Back home as well, the Museum of Contemporary Art Tokyo held the one-man Araki exhibition Senchimentaru na shashin, jinsei (Sentimental Photography, Sentimental Life), while Heibonsha launched the monumental Araki Nobuyoshi shashin zenshū (The Works of Nobuyoshi Araki) in 20 volumes over the course of 1996–97. These and other shows and publications cemented once and for all Araki’s reputation as one of Japan’s foremost contemporary photographers.
Even with all these accomplishments behind him, Araki’s daring spirit of experimentation shows no sign of weakening. Since the turn of the century, his photographic expression has become ever more freewheeling as he has begun to energetically manipulate his photographs, painting over them, writing on them, and creating photo collages. He now sometimes holds shows purely as a painter, or even a calligrapher. His 2009 Isaku: Sora 2 (2TheSky, My Ender) is a huge collection of 254 works created between January 2009 and August 15 of that year that is almost a visual diary. In it, photographs, paintings, and collages merge into one harmonious whole as Araki’s style of freely mixing and merging Eros and Thanotos achieves a unique pinnacle of its own.
Undiminished Creative Aspirations
In 2008 Araki was hospitalized and underwent surgery for prostate cancer. In 2010 his beloved cat Chiro died at the great age of 22. That loss was followed in 2011 by the Great East Japan Earthquake, and in 2013 by an obstructed retinal artery that cost Araki most of the vision in his right eye. For many years now, the course of Araki’s life has been full of negatives. It seems almost as if that exquisite balance of Erotos that the artist has maintained for so many years is now tilting inexorably toward Thanotos. Yet when we view his most recent photo series —works like Tōkyō zenritsugan (Tokyo Prostate Cancer, 2009) documenting the days before and after his surgery, the heart-rending record of Chiro’s battle with illness in Chiro aishi (Chiro Love Death, 2010), or his 2014 Sagan no koi (Love on the Left Eye), in which Araki blacks out the right half of his negatives with a marker pen—we can see how the artist continues to create to this day, his flourishing creative energy undiminished.
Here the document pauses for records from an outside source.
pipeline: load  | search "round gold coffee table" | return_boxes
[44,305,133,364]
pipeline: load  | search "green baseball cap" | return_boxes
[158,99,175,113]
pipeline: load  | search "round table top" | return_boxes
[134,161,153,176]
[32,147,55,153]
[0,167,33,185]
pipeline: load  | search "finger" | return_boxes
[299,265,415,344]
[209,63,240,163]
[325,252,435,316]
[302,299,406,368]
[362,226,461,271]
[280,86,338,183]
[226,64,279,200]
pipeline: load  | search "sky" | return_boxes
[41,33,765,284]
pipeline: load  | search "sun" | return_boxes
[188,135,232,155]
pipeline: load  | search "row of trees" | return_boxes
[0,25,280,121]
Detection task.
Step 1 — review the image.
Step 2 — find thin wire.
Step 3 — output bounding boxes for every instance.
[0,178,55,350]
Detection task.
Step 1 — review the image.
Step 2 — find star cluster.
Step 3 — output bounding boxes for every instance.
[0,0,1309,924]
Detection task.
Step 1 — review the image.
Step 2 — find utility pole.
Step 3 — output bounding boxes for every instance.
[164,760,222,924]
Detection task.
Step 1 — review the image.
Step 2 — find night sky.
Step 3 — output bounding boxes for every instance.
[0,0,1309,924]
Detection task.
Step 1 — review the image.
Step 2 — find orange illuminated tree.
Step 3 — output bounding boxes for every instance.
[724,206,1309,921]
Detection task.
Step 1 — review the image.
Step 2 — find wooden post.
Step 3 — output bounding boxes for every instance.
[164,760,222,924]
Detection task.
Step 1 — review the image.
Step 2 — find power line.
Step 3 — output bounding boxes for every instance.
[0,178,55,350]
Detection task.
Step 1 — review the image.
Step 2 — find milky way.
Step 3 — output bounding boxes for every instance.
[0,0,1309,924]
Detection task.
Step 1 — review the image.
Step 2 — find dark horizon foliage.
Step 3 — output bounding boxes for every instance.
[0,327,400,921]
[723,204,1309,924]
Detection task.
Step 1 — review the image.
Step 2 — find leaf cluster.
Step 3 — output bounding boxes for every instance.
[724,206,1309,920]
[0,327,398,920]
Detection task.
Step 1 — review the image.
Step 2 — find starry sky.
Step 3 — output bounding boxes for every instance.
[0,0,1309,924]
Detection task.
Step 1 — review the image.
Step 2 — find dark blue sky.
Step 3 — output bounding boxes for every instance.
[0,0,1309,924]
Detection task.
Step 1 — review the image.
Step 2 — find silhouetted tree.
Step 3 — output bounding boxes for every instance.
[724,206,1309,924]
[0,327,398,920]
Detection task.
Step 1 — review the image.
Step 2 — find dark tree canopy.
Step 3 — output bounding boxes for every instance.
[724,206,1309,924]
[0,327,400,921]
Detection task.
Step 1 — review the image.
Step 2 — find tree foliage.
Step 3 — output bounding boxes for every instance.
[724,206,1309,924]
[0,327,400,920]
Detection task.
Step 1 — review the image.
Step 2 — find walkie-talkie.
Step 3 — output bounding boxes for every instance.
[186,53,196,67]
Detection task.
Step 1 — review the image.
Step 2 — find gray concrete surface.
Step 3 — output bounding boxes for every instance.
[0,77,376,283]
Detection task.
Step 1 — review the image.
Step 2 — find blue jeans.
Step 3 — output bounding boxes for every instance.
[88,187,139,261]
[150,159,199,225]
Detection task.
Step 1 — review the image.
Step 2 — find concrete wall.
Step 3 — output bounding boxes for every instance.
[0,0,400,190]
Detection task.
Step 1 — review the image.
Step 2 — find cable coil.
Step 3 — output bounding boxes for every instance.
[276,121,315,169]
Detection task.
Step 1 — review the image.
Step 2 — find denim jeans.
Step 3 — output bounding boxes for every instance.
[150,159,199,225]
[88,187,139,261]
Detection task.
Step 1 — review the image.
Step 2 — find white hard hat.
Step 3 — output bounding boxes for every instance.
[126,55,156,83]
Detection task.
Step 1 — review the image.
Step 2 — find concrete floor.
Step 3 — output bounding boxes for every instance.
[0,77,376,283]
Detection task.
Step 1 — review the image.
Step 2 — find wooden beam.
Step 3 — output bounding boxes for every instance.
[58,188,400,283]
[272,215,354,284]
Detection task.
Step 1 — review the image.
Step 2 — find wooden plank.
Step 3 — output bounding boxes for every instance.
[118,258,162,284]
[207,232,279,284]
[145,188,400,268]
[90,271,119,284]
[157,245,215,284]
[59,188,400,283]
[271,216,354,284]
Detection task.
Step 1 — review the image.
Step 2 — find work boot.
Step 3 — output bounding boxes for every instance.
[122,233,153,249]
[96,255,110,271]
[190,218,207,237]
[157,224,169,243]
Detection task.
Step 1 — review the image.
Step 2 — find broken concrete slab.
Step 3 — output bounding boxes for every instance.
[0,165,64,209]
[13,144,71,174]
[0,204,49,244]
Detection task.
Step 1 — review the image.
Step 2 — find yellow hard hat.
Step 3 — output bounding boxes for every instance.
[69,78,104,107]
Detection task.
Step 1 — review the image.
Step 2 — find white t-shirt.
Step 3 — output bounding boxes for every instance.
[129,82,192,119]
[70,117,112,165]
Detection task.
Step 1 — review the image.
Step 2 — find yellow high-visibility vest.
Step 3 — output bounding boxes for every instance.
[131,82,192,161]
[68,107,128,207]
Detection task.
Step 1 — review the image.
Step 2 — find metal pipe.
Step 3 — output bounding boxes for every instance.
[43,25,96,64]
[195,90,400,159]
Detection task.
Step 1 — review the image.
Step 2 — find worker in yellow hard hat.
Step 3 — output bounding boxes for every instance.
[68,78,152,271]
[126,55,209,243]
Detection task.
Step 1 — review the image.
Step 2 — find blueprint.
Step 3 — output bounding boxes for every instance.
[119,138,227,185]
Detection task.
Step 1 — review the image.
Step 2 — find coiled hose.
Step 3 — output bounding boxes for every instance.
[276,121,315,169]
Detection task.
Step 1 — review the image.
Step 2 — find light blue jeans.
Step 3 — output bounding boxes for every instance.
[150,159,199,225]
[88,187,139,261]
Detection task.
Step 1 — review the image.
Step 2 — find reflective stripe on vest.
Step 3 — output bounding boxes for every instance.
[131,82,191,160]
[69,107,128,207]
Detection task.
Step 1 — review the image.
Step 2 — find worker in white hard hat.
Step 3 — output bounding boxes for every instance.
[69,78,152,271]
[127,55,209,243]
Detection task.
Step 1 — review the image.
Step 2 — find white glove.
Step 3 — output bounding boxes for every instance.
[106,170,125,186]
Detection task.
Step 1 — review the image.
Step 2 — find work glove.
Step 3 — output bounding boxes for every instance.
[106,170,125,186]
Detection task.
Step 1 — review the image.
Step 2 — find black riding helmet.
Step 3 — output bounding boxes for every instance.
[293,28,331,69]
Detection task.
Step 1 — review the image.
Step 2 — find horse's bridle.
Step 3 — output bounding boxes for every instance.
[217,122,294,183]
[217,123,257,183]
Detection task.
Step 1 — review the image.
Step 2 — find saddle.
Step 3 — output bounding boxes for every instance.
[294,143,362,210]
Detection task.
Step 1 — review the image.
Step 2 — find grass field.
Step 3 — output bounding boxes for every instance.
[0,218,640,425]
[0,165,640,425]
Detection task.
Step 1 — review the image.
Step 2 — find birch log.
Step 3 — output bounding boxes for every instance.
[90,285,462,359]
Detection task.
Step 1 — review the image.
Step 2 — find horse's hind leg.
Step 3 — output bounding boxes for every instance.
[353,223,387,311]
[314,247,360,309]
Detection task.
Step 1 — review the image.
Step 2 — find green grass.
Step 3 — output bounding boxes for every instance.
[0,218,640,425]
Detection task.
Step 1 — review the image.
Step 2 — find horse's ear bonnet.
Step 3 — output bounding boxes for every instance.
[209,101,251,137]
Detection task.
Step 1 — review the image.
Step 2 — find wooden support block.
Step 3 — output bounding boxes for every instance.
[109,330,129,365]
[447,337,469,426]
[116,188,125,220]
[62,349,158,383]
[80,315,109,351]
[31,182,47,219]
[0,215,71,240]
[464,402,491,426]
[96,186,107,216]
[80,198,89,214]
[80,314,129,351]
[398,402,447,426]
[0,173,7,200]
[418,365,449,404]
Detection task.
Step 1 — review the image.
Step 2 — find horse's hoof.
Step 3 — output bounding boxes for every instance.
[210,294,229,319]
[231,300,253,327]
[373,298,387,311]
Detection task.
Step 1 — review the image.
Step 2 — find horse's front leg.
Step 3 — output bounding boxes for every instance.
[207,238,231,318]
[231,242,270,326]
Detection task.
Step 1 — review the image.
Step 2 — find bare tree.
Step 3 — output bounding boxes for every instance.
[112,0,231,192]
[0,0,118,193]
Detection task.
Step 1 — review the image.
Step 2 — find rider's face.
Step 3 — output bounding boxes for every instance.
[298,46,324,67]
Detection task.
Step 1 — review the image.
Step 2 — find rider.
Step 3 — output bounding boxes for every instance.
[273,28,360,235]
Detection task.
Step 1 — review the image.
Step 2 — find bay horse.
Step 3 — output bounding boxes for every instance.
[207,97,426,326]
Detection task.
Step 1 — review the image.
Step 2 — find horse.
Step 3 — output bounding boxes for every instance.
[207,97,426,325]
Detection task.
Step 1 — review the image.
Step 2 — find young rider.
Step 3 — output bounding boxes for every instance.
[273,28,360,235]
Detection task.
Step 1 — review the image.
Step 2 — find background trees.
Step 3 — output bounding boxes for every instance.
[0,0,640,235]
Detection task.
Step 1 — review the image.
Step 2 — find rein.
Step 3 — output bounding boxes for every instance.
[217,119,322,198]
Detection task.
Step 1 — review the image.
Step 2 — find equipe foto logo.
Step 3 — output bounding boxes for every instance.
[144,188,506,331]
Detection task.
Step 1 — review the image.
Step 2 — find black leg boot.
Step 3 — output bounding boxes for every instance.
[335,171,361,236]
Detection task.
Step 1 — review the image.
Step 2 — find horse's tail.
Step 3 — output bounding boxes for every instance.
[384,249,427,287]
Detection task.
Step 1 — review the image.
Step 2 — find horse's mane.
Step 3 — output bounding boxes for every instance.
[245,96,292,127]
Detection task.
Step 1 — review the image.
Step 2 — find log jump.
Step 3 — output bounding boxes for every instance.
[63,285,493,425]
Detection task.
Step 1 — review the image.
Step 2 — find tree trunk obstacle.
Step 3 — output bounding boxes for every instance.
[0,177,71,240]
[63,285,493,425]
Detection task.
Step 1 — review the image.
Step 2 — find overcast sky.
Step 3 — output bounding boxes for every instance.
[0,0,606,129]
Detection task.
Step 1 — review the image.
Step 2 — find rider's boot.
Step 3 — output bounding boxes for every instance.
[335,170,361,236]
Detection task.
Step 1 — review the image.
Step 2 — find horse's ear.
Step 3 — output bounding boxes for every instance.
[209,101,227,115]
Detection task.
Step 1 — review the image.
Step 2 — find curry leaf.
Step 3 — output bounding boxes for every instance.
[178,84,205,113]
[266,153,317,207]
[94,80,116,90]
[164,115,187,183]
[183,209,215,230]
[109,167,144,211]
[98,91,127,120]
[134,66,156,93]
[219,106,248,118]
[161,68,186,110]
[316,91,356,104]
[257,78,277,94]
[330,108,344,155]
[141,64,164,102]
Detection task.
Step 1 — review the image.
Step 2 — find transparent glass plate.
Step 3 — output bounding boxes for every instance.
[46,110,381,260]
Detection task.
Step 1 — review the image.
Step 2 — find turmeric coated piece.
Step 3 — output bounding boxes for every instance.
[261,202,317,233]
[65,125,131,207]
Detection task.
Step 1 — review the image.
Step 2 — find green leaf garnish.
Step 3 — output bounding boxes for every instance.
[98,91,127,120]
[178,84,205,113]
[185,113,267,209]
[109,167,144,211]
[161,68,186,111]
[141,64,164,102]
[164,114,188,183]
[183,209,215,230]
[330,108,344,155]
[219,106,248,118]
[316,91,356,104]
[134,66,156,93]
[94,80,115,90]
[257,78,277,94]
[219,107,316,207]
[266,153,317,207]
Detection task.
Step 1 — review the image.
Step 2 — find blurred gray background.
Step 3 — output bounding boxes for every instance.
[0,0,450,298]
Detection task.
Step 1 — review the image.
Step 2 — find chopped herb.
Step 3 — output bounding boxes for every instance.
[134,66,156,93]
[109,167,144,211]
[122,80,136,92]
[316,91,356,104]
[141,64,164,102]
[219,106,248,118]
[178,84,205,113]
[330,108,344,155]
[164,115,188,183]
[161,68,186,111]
In 2014, Araki held three linked exhibitions titled Ōjō shashin (Paradise) at the Toyota Municipal Museum of Art, the Niigata City Art Museum, and the Shiseido Gallery in Tokyo. In these shows he presented powerful new works, including his “Road” photo series shot looking directly down at the street below from the apartment where he lives (published later that year in the collection Dōro (Road, 2014), and his Higashi no sora (Eastern Sky) series created following the 2011 earthquake by continuously shooting the sky in the direction of stricken Fukushima. From April to September 2016, the Musée Guimet Asian art museum in Paris presented a major respective titled simply Araki that also included 98 new works, again impressing European audiences with the immense power of his creative world.
Araki was once a minor figure known only to the cognoscenti. He is now a major global artist who continues to labor on the frontlines of photographic expression. Yet over all these long years his fundamental creative style has never changed. At age 76 there is some concern about Araki’s health, but when I met him recently he was full of vim and vigor. “This year I want to show new work in at least five places,” he declared in great sprits. I suspect that Araki will continue to play brilliantly with different images, sometimes laced with humor, and will continue to pull his viewers deeper into his own magical world for years still to come.